Posted: Jun 09, 2013 11:36 pm
by Calilasseia
Surely the whole premise of the thread title misses the point?

Welfare programmes were instituted not because of concerns of "economic efficiency", but because they were humane. Moreover, they contribute to the stability of democracies. Look at what happened in Germany in 1929. Hyperinflation left millions destitute, and worse - ordinary Germans were dying of starvation in what should have been an advanced industrial nation capable of feeding its populace. We all know what those destitute millions did in desperation - they turned to whoever offered them quick and easy pseudo-solutions to dig them out of the hole. Unfortunately for 55 million Europeans, those desperate millions turned to Adolf Hitler. The rest, as they say, is history.
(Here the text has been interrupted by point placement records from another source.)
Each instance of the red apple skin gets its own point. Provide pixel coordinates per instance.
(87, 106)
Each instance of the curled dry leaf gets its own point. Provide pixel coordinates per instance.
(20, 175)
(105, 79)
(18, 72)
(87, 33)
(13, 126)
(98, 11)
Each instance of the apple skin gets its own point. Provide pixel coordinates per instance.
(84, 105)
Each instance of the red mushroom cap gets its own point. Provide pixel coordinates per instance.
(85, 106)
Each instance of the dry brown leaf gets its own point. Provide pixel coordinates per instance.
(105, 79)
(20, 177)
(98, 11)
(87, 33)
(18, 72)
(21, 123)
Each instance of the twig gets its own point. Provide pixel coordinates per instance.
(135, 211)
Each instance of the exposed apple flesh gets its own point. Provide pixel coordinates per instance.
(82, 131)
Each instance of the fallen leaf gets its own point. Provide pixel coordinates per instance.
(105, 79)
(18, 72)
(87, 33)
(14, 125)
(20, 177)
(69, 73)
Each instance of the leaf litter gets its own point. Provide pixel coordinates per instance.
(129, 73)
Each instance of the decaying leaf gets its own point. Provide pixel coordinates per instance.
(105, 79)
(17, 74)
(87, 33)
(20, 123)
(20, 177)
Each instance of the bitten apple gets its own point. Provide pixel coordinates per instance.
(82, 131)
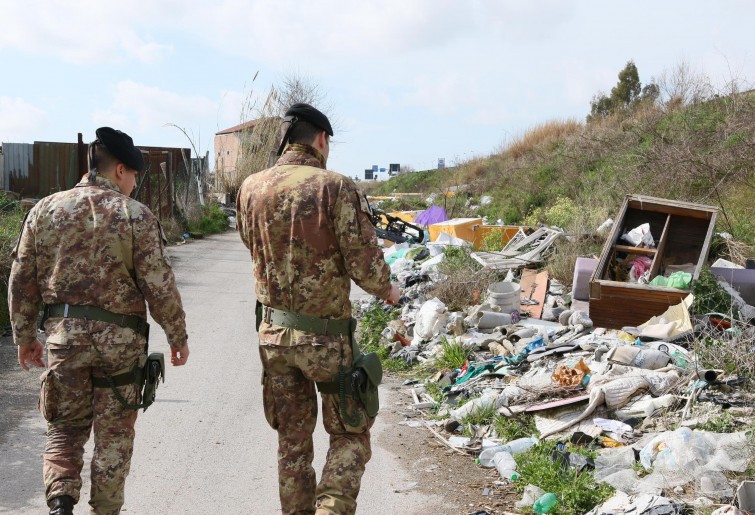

I'm wondering if some of the hate-the-poor rhetoric being peddled by the advocates of discredited "austerity economics" isn't a warm-up for a re-run. Erect fake "enemies" in order to provide an equally fake "justification" for the dismantling of properly constituted, humane democracies, and their conversion by stealth into corporate fascist states, run for the benefit of the hyper-rich, with the poor condemned to neo-serfdom or even worse. After all, the last time that Striecher-esque language was used to demonise a subset of the population, the end result was mass murder.